Image of clinician viewing brain scan results

The controversial approval of Biogen’s Alzheimer’s drug aducanumab (Aduhelm) last week is having a messy aftermath. Clinicians’ responses range between excitement and disapproval, with questions abounding on how to advise patients and about the cost to patients and Medicare.

With no guidelines in place, and conflicting clinical trials data yet unresolved, physicians are “just winging it,” one doctor told medical news outlet Stat.  

“There are people that are so desperate, they’re going to try anything. I want to make sure that we’re doing it as safely as possible,” said geriatrician Sharon Brangman, M.D., of SUNY Upstate Medical Center in Syracuse, NY. “We’re still in the process of figuring that all out. There were no guidelines yet released that help us understand the infrastructure we have to have in place.”

Aduhelm, which may slow disease progression by removing toxic brain plaques, is administered in 10 mg/kg doses using intravenous infusion for about one hour every four weeks.

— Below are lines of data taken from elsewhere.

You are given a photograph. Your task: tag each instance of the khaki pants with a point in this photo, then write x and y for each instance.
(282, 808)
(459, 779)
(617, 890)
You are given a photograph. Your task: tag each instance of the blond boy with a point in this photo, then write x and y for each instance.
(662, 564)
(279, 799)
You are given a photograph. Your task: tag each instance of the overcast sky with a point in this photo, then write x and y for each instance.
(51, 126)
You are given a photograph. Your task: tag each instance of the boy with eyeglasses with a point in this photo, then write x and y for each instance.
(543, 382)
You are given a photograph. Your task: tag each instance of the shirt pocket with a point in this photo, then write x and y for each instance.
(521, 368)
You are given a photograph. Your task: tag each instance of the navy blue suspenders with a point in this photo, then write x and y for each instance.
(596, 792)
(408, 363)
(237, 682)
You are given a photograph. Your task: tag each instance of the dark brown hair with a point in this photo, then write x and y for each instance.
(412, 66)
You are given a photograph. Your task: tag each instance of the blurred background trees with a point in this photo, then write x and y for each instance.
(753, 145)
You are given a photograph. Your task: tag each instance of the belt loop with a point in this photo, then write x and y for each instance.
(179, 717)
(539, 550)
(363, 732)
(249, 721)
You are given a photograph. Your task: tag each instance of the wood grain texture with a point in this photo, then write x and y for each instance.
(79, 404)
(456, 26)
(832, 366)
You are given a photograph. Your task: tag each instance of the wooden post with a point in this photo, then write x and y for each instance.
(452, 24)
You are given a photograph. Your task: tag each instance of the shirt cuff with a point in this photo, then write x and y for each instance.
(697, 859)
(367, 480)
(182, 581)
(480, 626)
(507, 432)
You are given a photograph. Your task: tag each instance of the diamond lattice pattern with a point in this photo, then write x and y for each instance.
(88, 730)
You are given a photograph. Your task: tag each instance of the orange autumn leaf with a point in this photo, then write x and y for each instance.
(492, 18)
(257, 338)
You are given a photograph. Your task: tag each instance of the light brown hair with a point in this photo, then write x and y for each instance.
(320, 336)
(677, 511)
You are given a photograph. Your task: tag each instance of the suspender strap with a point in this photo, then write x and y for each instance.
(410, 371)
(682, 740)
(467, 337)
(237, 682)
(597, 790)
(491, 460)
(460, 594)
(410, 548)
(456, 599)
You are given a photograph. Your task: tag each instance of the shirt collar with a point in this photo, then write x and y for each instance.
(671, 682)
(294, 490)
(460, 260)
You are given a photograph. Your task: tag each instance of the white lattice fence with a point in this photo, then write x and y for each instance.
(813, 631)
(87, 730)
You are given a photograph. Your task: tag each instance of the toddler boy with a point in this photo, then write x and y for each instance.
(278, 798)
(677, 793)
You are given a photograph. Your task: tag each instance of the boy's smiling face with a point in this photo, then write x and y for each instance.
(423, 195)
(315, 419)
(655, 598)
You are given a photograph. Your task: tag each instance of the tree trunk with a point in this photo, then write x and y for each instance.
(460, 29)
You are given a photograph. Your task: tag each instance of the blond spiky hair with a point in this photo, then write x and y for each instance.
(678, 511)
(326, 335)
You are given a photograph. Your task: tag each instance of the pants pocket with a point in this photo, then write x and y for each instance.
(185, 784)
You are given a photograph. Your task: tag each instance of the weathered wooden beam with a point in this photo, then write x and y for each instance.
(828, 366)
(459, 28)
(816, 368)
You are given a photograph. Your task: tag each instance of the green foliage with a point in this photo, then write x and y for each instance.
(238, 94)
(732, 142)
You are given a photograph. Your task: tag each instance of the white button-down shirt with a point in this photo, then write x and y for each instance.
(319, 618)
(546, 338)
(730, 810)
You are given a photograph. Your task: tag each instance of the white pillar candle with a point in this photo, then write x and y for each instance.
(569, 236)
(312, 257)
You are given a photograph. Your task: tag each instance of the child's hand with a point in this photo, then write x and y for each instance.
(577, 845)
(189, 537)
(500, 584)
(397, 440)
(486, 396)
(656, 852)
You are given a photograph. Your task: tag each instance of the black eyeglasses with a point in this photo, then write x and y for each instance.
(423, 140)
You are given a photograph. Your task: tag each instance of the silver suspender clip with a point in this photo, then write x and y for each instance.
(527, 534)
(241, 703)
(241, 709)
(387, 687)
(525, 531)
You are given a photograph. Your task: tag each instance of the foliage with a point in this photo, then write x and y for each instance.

Risks are known to include brain swelling, which occurred in a third of clinical trial participants, and small brain bleeds, which were noted in up to 19% of patients, reported Stat’s Elizabeth Cooney. Recipients will need to undergo several magnetic resonance imaging, or MRI, brain scans throughout their treatment to watch for these side effects.

But some doctors, researchers and patients’ advocates remain enthusiastic about the drug’s potential to give hope to desperate patients and their families — particularly in the absence of any other treatment to slow the disease’s progression. The approval could energize the Alzheimer’s research world and encourage development of other new therapies, observers say. It also may help to boost continued exploration into the role of amyloid-beta brain plaques, a treatment target that had begun to lose favor after years of clinical failures, some contend.

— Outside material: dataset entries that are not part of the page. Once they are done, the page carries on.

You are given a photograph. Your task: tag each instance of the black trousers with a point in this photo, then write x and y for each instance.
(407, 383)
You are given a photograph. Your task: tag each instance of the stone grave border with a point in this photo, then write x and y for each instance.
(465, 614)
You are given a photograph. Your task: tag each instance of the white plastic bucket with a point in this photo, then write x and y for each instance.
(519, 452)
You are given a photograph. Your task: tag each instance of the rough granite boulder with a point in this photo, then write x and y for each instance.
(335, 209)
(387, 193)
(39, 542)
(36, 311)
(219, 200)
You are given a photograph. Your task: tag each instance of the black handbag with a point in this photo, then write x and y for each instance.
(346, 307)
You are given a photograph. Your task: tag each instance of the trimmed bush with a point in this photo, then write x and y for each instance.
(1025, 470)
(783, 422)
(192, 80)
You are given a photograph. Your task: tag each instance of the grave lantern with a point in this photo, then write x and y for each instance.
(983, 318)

But even Aduhelm’s strongest supporters have concerns about the rollout, especially its price tag. The Alzheimer’s Association, for example, is now calling on Biogen to change the drug’s astronomical pricing. At $56,000 per year, the cost is “simply unacceptable,” the organization said in a statement released Saturday. 

“For many, this price will pose an insurmountable barrier to access, it complicates and jeopardizes sustainable access to this treatment, and may further deepen issues of health equity,” it said.

The cost could have broad implications for Medicare and its beneficiaries, according to a Kaiser Family Foundation report. Aduhelm will be covered under Medicare Part B as a physician-administered medication. In one estimate, total spending for one year alone would be almost $29 billion — that’s to cover just a fourth of the patients who used retail Alzheimer’s drugs covered under Medicare Part D in 2017. This cost would be paid by Medicare and the the drug’s recipients, an amount well above the spending on any other drug covered under Medicare Part B or Part D, based on 2019 spending, the foundation noted.

“To put this $29 billion amount in context, total Medicare spending for all Part B drugs was $37 billion in 2019,” the report’s authors stated.